Containing the spread of Ebola and preventing the threat of geographical creep continue to be key priorities for IFRC and UNICEF. The re-emergence of cases in what were thought to be cleared locations in Sierra Leone and Guinea, as well as the new case in Liberia remind us, once again, that this epidemic is far from over and could easily spread to other countries. Strengthening communication interventions is vital.

“Fear, suspicion and misconceptions spread faster than any disease, and disseminating life-saving information has been a critical undertaking. Behavioural change interventions that make people aware of the dangers can stop the disease from spreading even further” said UNICEF.

 The animation was produced in collaboration with award-winning animator Yoni Goodman. It will soon be translated in French, Portuguese and a number of local languages. Guidelines will help frontline health workers, Red Cross volunteers and community members engage people and communities in local dialogues and debates.

‘People in the community stood up and helped turn the Ebola outbreak around. At risk-communities and local actors are the key drivers of change. New communication tools and visual instruments will help people and communities to further overcome fear and stigma, address resistance and take action to prevent and contain the Ebola virus” concluded, Norbert Allale, head of the IFRC Regional Ebola Operation.

Learning Areas:

Protection of the public in relation to communicable diseases including prevention or control
Public health or related education
Social and behavioral sciences

Learning Objectives:
Explain the story of how Ebola spreads and how to protect one's self.

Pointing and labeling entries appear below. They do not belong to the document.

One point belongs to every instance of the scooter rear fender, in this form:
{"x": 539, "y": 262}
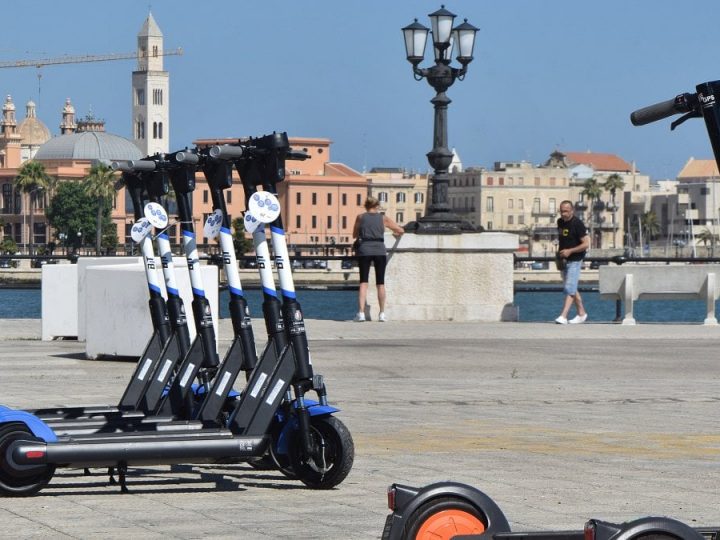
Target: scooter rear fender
{"x": 36, "y": 426}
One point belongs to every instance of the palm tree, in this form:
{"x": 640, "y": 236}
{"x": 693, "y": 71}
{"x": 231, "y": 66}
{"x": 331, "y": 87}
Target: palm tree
{"x": 613, "y": 183}
{"x": 592, "y": 191}
{"x": 31, "y": 179}
{"x": 100, "y": 183}
{"x": 706, "y": 236}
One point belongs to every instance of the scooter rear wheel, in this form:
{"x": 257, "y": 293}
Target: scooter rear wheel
{"x": 332, "y": 456}
{"x": 14, "y": 483}
{"x": 444, "y": 518}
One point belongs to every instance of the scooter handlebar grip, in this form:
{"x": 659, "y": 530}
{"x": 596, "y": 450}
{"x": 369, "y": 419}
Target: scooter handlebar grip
{"x": 655, "y": 112}
{"x": 227, "y": 151}
{"x": 141, "y": 165}
{"x": 189, "y": 158}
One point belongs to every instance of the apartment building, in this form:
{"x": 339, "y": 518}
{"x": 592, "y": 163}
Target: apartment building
{"x": 403, "y": 195}
{"x": 517, "y": 196}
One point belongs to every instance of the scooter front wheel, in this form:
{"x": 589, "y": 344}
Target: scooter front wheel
{"x": 14, "y": 483}
{"x": 444, "y": 518}
{"x": 332, "y": 456}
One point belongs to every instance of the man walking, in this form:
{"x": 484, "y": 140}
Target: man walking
{"x": 573, "y": 244}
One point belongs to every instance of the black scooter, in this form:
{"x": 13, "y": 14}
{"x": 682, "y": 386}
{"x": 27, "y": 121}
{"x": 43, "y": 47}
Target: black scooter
{"x": 451, "y": 510}
{"x": 322, "y": 450}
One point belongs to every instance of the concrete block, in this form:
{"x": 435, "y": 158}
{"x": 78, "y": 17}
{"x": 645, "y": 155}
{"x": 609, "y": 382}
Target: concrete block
{"x": 59, "y": 301}
{"x": 117, "y": 316}
{"x": 464, "y": 277}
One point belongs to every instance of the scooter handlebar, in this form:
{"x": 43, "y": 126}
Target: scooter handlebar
{"x": 661, "y": 110}
{"x": 226, "y": 151}
{"x": 188, "y": 158}
{"x": 134, "y": 165}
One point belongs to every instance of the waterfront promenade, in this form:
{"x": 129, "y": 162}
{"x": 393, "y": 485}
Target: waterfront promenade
{"x": 557, "y": 423}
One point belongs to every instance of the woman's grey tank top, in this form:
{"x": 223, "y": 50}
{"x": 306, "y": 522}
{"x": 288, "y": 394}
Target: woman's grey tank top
{"x": 372, "y": 235}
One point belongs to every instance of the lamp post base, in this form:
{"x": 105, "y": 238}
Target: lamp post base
{"x": 441, "y": 223}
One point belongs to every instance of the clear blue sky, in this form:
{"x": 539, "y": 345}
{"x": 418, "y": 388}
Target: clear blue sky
{"x": 547, "y": 74}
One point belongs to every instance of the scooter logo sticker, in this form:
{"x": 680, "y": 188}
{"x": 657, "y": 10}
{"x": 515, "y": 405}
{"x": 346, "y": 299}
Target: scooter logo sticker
{"x": 707, "y": 101}
{"x": 213, "y": 224}
{"x": 264, "y": 206}
{"x": 251, "y": 222}
{"x": 157, "y": 215}
{"x": 140, "y": 230}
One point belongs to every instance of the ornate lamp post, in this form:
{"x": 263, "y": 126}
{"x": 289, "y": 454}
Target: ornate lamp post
{"x": 439, "y": 219}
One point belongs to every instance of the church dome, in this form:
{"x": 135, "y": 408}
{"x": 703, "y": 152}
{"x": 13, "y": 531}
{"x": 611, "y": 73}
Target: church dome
{"x": 31, "y": 129}
{"x": 90, "y": 145}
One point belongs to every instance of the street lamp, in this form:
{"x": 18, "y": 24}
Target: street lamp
{"x": 441, "y": 76}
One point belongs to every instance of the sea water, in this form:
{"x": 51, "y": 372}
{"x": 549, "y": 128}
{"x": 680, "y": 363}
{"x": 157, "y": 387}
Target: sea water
{"x": 538, "y": 305}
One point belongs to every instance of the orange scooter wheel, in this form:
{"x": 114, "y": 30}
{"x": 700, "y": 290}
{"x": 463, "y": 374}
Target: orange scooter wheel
{"x": 441, "y": 519}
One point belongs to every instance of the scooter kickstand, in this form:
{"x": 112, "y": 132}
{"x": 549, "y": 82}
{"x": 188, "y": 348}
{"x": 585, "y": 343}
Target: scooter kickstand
{"x": 122, "y": 471}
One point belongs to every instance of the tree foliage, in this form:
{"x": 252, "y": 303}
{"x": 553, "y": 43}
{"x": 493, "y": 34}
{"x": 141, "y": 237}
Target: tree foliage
{"x": 99, "y": 184}
{"x": 72, "y": 210}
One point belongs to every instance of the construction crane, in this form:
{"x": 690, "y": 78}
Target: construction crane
{"x": 85, "y": 58}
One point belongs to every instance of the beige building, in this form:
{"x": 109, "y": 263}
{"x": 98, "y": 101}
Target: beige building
{"x": 402, "y": 195}
{"x": 525, "y": 198}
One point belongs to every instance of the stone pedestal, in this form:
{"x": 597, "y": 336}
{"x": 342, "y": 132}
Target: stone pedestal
{"x": 460, "y": 277}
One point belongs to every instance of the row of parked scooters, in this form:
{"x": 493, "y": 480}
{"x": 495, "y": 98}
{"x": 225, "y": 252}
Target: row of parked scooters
{"x": 180, "y": 405}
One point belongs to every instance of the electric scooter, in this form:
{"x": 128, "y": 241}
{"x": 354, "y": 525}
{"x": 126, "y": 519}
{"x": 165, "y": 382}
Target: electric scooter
{"x": 451, "y": 510}
{"x": 31, "y": 450}
{"x": 248, "y": 159}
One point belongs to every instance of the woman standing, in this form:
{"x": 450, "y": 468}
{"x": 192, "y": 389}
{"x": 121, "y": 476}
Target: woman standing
{"x": 369, "y": 229}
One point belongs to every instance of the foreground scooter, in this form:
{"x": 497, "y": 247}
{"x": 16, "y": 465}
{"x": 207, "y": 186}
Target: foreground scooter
{"x": 320, "y": 448}
{"x": 448, "y": 510}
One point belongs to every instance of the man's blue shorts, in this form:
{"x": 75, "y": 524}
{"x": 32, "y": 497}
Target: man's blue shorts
{"x": 571, "y": 276}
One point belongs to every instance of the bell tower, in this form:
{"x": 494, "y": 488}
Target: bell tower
{"x": 151, "y": 92}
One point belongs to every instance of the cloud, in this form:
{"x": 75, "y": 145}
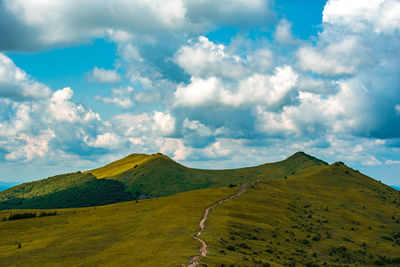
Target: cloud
{"x": 339, "y": 58}
{"x": 31, "y": 147}
{"x": 62, "y": 109}
{"x": 61, "y": 23}
{"x": 283, "y": 33}
{"x": 16, "y": 84}
{"x": 391, "y": 162}
{"x": 104, "y": 76}
{"x": 204, "y": 59}
{"x": 378, "y": 16}
{"x": 106, "y": 140}
{"x": 121, "y": 97}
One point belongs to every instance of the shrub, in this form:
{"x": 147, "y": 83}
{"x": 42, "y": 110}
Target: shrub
{"x": 19, "y": 216}
{"x": 50, "y": 213}
{"x": 231, "y": 247}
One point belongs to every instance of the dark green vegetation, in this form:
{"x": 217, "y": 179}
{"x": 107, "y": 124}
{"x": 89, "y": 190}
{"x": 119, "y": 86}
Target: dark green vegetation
{"x": 297, "y": 212}
{"x": 152, "y": 232}
{"x": 64, "y": 191}
{"x": 6, "y": 185}
{"x": 139, "y": 176}
{"x": 331, "y": 216}
{"x": 25, "y": 215}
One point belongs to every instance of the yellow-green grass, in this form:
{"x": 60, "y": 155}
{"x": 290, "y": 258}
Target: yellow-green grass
{"x": 333, "y": 215}
{"x": 141, "y": 176}
{"x": 152, "y": 232}
{"x": 122, "y": 165}
{"x": 161, "y": 176}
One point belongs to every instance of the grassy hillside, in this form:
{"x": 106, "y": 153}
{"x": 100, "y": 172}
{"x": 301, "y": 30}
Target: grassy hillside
{"x": 121, "y": 165}
{"x": 330, "y": 216}
{"x": 158, "y": 175}
{"x": 152, "y": 232}
{"x": 64, "y": 191}
{"x": 140, "y": 176}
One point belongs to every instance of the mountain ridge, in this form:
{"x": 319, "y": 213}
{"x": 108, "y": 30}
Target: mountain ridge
{"x": 143, "y": 176}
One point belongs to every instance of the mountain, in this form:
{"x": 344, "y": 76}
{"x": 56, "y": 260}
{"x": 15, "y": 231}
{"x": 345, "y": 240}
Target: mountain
{"x": 64, "y": 191}
{"x": 140, "y": 176}
{"x": 331, "y": 216}
{"x": 323, "y": 215}
{"x": 6, "y": 185}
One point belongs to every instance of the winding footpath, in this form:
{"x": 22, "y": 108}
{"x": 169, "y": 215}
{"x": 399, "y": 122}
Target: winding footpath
{"x": 194, "y": 261}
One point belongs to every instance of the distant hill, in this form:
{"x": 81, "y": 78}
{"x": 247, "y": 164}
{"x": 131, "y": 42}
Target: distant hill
{"x": 64, "y": 191}
{"x": 141, "y": 176}
{"x": 396, "y": 187}
{"x": 319, "y": 216}
{"x": 331, "y": 216}
{"x": 6, "y": 185}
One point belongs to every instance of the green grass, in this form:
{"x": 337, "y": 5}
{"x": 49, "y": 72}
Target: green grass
{"x": 141, "y": 176}
{"x": 161, "y": 176}
{"x": 152, "y": 232}
{"x": 332, "y": 215}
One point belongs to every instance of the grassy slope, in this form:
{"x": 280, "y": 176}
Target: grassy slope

Presenting author's disclosure statement:

Qualified on the content I am responsible for because: I am the Director of Global Health Media which produces and distributes high-quality videos that bring to life critical health information for providers and populations in low-resource settings.
Any relevant financial relationships? No

I agree to comply with the American Public Health Association Conflict of Interest and Commercial Support Guidelines, and to disclose to the participants any off-label or experimental uses of a commercial product or service discussed in my presentation.